We walked around and observed what was growing in the vegetable beds, talked about gardening do’s and don’ts, agreed to plant more aspargus and tasted the ripening passionfruits.
We also worked on cleaning and clearing the native plant beds that have such a wonderful success this year.
Sunday was such a wonderful day that I’m going to have to break my posting into two parts. On top of a week where I got to meet garden volunteer Alan, who’s journal entries and volunteer work in the garden I’ve been so much enjoying, and further on top of Wunderkind volunteer Ella, who has moved into the garden and seemingly lives there, this week saw the resumption of UVA’s Madison House coming to the garden to volunteer.

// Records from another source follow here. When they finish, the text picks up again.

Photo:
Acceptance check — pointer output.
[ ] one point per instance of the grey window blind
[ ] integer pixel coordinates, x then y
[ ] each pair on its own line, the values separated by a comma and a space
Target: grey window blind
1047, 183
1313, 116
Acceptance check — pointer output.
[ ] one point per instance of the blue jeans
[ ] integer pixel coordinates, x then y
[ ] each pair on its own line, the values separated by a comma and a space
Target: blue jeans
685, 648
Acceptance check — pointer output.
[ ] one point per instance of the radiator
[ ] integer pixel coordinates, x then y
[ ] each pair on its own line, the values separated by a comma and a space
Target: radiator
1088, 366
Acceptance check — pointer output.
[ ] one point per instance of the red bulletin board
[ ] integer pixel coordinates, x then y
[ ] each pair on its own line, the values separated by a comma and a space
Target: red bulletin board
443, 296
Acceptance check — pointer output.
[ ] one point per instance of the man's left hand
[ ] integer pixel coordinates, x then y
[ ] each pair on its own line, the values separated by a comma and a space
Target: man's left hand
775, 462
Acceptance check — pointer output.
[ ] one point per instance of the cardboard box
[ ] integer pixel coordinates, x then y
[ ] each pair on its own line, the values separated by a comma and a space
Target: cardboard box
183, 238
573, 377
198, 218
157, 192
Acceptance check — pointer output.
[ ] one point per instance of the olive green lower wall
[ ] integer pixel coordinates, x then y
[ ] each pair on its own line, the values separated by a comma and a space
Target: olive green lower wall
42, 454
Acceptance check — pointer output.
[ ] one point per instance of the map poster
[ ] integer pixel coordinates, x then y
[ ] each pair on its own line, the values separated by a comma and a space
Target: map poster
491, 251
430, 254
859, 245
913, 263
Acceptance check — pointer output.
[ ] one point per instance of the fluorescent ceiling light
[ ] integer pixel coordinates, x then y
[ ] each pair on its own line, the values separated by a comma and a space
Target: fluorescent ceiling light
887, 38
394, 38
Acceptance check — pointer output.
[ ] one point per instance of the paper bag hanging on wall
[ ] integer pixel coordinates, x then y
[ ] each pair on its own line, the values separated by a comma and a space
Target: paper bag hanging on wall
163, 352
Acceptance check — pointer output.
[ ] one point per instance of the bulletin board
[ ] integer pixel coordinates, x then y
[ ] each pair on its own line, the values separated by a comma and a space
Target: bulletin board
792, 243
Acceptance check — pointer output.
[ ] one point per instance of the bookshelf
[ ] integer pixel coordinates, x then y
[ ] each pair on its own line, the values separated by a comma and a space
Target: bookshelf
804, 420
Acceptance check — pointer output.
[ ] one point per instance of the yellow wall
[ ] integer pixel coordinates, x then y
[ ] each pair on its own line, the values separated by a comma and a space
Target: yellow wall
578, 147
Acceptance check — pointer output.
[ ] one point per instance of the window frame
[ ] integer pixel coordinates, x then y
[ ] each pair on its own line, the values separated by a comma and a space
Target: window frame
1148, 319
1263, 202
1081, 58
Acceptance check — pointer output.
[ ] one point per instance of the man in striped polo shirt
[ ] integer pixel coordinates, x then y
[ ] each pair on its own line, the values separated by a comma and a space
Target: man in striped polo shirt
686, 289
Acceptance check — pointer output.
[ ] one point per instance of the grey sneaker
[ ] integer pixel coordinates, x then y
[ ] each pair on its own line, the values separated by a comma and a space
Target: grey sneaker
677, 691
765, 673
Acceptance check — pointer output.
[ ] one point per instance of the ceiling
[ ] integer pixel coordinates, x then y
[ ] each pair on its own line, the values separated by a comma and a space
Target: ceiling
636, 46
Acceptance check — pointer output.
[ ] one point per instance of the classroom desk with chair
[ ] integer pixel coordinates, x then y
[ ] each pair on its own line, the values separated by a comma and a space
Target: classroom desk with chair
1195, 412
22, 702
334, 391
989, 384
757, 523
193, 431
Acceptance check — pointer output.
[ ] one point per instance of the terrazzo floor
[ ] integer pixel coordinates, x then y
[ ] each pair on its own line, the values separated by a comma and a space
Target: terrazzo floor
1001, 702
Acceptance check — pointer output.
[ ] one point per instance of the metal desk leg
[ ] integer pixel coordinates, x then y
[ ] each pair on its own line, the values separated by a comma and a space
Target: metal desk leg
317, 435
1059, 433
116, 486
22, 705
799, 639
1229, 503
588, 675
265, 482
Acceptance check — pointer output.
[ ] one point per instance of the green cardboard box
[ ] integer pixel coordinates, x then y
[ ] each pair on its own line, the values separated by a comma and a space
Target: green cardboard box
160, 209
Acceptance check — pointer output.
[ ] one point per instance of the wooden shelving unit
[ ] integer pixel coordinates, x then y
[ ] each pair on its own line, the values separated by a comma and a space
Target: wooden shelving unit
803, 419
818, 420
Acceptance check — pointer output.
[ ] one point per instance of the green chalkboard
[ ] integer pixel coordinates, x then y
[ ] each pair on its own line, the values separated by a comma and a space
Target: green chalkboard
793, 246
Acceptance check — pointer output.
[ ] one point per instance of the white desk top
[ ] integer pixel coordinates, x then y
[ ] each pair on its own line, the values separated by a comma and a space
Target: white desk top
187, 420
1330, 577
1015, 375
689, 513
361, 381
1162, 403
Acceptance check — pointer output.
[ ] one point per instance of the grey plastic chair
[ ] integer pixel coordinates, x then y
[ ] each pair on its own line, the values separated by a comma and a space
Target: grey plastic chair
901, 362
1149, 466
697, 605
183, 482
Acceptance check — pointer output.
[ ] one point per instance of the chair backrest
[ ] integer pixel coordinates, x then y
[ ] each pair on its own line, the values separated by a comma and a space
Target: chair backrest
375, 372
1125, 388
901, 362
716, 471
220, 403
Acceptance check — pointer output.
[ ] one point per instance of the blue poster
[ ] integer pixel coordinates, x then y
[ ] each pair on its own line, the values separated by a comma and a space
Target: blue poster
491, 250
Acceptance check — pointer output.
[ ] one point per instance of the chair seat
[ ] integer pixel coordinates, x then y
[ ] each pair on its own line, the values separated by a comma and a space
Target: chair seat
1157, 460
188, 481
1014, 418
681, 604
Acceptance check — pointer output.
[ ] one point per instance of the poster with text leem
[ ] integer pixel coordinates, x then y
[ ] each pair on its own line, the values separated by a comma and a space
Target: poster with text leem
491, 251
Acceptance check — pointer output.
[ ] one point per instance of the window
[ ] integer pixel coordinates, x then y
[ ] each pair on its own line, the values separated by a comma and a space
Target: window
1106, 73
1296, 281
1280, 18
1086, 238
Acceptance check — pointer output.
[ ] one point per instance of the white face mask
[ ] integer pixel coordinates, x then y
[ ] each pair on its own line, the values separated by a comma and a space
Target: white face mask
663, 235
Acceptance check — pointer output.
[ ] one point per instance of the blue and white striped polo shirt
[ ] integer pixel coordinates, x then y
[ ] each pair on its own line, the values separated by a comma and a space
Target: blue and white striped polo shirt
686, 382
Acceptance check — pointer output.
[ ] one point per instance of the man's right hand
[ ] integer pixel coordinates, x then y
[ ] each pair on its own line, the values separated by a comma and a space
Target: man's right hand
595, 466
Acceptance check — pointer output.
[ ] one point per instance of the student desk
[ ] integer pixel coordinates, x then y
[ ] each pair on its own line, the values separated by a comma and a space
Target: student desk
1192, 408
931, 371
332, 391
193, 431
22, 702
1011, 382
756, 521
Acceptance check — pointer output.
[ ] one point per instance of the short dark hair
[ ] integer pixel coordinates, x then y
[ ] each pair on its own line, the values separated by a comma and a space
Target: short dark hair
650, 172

This is the fifth season that volunteers from Madison House have chosen to come to PVCC garden and I have to take a moment to thank those who have returned for two, three, and even four years. Led again this year by Varun Kavuru, we also have the stalwarts Chris Porter, Henry Wykowski, Owen Robinson, and Malcolm Maloney. These guys are awesome! We don’t need to give them much guidance anymore. They walk in and own the garden. They’ve also got a bunch of new volunteers working alongside them that we’re looking forward to working with this semester and just possibly, for many years to come.
Madison House volunteers will be coming to the garden on Fridays at 3:00 and Sundays at noon.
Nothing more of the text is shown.